CH. 39

157 21 31
                                    

Malam sudah berada pada puncaknya tetapi Raja Yin masih belum tidur. Dia terus memandangi wajah Haru yang tertidur pulas dan menimbang-nimbang akan membangunkannya atau tidak. Raja Yin sebenarnya tidak tega kalau harus membangunkannya. Seharian ini Haru kelelahan karena latihan menari. Makan malam pun hanya sedikit. Karena terlalu lelah, Haru juga tidur lebih awal.

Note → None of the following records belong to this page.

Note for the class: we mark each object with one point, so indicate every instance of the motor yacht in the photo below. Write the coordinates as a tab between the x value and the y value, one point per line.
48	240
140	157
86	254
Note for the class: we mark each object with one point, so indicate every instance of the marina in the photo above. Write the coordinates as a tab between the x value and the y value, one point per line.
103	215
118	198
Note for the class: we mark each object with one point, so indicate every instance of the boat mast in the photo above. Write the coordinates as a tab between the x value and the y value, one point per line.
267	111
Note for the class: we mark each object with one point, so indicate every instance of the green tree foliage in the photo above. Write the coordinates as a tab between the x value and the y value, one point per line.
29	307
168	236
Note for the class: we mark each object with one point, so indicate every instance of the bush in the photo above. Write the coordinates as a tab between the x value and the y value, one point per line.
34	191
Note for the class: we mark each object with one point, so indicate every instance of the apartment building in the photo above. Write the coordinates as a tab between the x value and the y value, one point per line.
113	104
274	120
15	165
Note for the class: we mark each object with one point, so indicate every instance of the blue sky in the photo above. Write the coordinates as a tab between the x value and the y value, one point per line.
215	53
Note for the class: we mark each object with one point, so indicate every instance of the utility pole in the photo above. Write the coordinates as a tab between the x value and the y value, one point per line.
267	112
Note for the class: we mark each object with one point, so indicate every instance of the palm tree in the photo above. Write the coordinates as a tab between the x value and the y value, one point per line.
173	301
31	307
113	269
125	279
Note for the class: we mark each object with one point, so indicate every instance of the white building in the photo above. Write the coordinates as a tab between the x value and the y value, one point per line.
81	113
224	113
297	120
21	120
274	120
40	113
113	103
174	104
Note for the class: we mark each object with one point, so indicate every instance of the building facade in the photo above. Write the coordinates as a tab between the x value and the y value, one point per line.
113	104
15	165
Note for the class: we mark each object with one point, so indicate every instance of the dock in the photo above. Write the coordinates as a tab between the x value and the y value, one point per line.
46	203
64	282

Raja Yin mengusap kepala Haru lembut membuatnya semakin masuk kedalam pelukannya. Hatinya sunggguh tidak ingin mengganggu tidur Haru yang begitu tenang. Tetapi jika tidak membangunkannya, Raja Yin tidak bisa memperlihatkan sesuatu pada Haru. Dengan berat hati Raja Yin berbisik membangunkan Haru dan sedikit mengguncang tubuhnya.

"Haru, ayo bangun," bisik Raja Yin ditelinganya.

"Ngg..."

Haru mengusap-ngusap telinganya yang terasa gatal dan membalikkan tubuhnya memunggungi Raja Yin. Raja Yin menghela nafas dan kembali membangunkan Haru. Dia terus bersabar membangunkannya sampai Haru kembali mengubah posisi tidurnya menjadi telentang.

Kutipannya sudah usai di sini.